4) I need to see his strengths first.
Ben faces many challenges that can overwhelm both him and those who work with him every day. It’s human nature to focus on the weaknesses first, but I’ve watched my little guy quickly become defeated with this approach. One night I made him erase a sight word three times in an attempt to get the letters straighter, smaller, and following the correct pathway. Each time he wrote the word he became more and more agitated as my frustration crept higher and higher. The next night I changed my approach, encouraging his attempts and providing him concrete feedback when needed. I broke the task down into smaller parts and gave him examples, with a much more positive result. While we must help our children with their areas of need, we also cannot ignore their strengths. And so, now, I ask myself, “What is he doing right? What gifts does he bring to this world? What does he enjoy doing and learning?” And I begin there. Ben has an amazing memory and an uncanny ability to imitate voices and sounds. He loved watching plays on the cruise ship and sings along to show tunes in the car with me every day, so I’ve signed him up for drama classes. I’m hoping his strengths will shine on the stage, but if they don’t, we’ll try something else. The point is giving him the opportunity to try.
5) I need to make decisions for him based on his needs, not based on what I would need in that circumstance.
I am not autistic so I recognize that I will never experience the world the way Ben experiences it. Even though I make decisions for Ben every day, I have to be careful not to presume to know how it feels to live in this world as an autistic person. And yet, I can take the time to understand his sensory profile, his processing speed, and his learning style. And then, rather than dismissing his neurology because it is different than mine, I honor his needs whenever I can. When I have a decision to make, I try to think about it from Ben’s point of view rather than my own. If Ben tells me that he does not want to do the ride at Disney because the room is too dark…or noisy…I respect his need and we walk away (even if we waited in line for thirty minutes). I also have to keep in mind that what may work for most kids may not be what’s best for Ben. And when I take the time to give Ben what he needs, he astounds me with what is he capable of doing.

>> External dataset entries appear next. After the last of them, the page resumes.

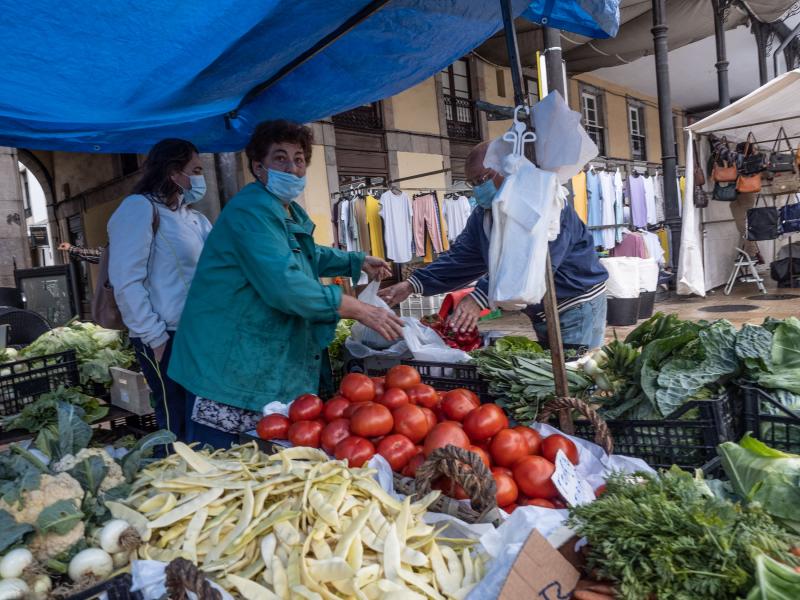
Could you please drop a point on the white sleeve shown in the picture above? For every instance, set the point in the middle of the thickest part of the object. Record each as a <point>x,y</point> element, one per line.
<point>130,236</point>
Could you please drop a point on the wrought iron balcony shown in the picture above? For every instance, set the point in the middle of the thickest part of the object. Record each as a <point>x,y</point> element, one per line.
<point>462,120</point>
<point>363,117</point>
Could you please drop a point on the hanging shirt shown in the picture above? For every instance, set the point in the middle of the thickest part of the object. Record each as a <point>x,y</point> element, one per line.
<point>579,196</point>
<point>658,184</point>
<point>456,213</point>
<point>595,203</point>
<point>375,227</point>
<point>638,202</point>
<point>619,205</point>
<point>397,215</point>
<point>650,200</point>
<point>608,216</point>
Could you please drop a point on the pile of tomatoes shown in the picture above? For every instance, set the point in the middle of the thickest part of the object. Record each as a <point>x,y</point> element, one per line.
<point>404,420</point>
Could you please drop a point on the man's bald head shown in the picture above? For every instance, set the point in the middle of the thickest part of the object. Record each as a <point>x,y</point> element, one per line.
<point>473,165</point>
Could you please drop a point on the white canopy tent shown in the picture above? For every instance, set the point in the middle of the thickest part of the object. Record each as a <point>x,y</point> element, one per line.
<point>709,236</point>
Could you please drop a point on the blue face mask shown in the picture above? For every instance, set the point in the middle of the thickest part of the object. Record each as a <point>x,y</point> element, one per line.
<point>284,185</point>
<point>485,193</point>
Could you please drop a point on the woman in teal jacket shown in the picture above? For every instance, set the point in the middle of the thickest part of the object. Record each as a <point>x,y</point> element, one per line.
<point>257,319</point>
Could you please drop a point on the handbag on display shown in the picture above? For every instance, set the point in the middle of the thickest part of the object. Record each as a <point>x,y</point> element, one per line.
<point>790,217</point>
<point>725,192</point>
<point>763,223</point>
<point>752,161</point>
<point>782,161</point>
<point>748,184</point>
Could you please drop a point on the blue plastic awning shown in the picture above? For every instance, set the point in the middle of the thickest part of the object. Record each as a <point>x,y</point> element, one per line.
<point>591,18</point>
<point>117,76</point>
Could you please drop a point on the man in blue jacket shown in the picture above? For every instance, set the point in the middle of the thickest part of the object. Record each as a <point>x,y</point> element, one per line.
<point>580,279</point>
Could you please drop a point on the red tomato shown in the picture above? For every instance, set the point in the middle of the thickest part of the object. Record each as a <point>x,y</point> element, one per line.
<point>397,450</point>
<point>537,502</point>
<point>422,394</point>
<point>373,420</point>
<point>553,443</point>
<point>410,421</point>
<point>483,454</point>
<point>392,398</point>
<point>507,447</point>
<point>356,450</point>
<point>410,469</point>
<point>507,490</point>
<point>305,408</point>
<point>443,434</point>
<point>403,377</point>
<point>334,408</point>
<point>354,406</point>
<point>532,437</point>
<point>431,416</point>
<point>305,433</point>
<point>457,404</point>
<point>532,474</point>
<point>333,433</point>
<point>273,427</point>
<point>357,387</point>
<point>503,470</point>
<point>485,421</point>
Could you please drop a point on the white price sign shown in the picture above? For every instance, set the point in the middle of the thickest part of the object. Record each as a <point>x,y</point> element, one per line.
<point>574,488</point>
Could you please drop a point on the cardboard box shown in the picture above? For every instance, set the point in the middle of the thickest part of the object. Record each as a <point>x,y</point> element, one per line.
<point>129,391</point>
<point>540,572</point>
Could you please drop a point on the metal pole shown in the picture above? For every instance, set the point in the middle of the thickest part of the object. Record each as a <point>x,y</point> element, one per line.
<point>550,303</point>
<point>722,59</point>
<point>668,157</point>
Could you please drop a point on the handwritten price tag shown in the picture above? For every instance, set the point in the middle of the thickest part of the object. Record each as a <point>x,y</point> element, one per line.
<point>574,488</point>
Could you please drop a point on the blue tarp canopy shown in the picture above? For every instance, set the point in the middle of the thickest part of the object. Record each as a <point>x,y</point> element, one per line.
<point>592,18</point>
<point>117,76</point>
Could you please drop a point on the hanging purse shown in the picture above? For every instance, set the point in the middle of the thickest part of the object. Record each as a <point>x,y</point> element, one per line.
<point>790,217</point>
<point>762,223</point>
<point>752,161</point>
<point>782,161</point>
<point>748,184</point>
<point>725,192</point>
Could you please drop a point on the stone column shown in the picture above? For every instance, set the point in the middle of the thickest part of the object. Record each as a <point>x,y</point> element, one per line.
<point>13,231</point>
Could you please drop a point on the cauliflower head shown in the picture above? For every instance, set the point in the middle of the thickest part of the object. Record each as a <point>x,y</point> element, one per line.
<point>51,489</point>
<point>113,478</point>
<point>49,545</point>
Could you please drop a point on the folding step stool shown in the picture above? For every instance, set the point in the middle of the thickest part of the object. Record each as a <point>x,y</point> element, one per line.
<point>744,263</point>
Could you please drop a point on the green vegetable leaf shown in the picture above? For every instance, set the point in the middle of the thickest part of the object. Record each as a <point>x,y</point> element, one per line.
<point>60,518</point>
<point>90,473</point>
<point>11,532</point>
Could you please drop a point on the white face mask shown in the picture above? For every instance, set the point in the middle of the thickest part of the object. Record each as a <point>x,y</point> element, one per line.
<point>197,190</point>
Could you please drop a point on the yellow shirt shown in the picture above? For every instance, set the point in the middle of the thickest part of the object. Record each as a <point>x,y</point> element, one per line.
<point>580,199</point>
<point>375,226</point>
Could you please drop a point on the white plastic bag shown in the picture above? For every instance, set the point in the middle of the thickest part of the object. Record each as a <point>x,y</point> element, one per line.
<point>425,344</point>
<point>522,214</point>
<point>623,276</point>
<point>362,333</point>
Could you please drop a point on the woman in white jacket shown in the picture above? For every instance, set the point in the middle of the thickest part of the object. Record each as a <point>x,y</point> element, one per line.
<point>152,263</point>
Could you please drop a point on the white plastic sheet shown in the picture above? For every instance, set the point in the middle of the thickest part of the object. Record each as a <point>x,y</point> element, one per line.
<point>562,144</point>
<point>362,333</point>
<point>522,212</point>
<point>623,276</point>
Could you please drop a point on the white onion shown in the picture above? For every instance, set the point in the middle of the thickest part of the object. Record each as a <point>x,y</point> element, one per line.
<point>13,564</point>
<point>91,563</point>
<point>13,589</point>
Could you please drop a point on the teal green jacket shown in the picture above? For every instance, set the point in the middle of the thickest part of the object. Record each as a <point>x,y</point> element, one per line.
<point>257,319</point>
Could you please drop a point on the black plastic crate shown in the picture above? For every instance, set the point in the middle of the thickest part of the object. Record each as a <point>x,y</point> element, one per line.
<point>29,378</point>
<point>762,414</point>
<point>688,437</point>
<point>116,588</point>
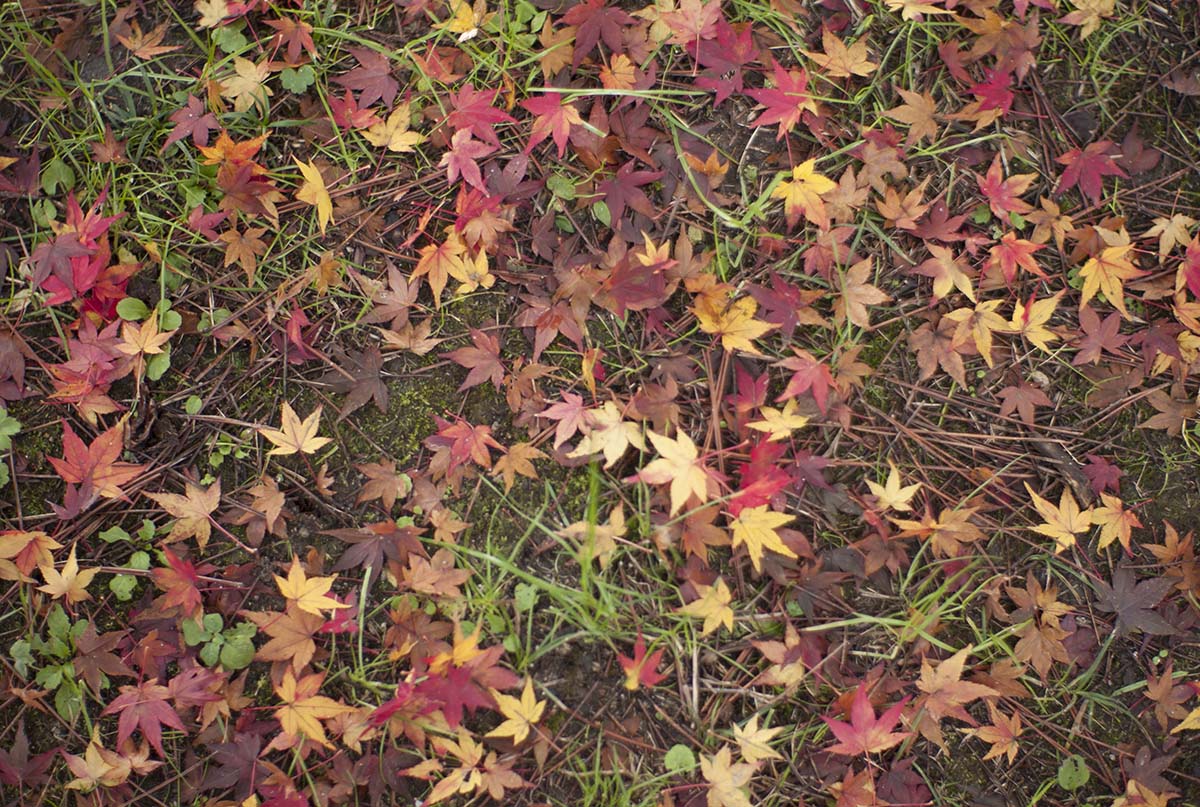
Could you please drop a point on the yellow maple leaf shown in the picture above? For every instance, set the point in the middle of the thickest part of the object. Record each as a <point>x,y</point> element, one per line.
<point>802,195</point>
<point>713,607</point>
<point>304,709</point>
<point>755,528</point>
<point>521,713</point>
<point>753,741</point>
<point>393,133</point>
<point>1062,522</point>
<point>678,464</point>
<point>839,60</point>
<point>1107,273</point>
<point>310,595</point>
<point>191,512</point>
<point>246,87</point>
<point>294,435</point>
<point>71,583</point>
<point>727,781</point>
<point>780,424</point>
<point>312,191</point>
<point>733,322</point>
<point>891,494</point>
<point>609,432</point>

I am a person who functions best with a plan and a clear path. Ben has taught me that it is okay to take life day by day, to step out of my comfort zone, to consider new possibilities. And, every time I do, I am amazed at the results. I may make mistakes, but I try to make the best decisions I can, based on the information that I have at the time.
Because he is worth the best I have to give.
Because he is worth the best I have to give.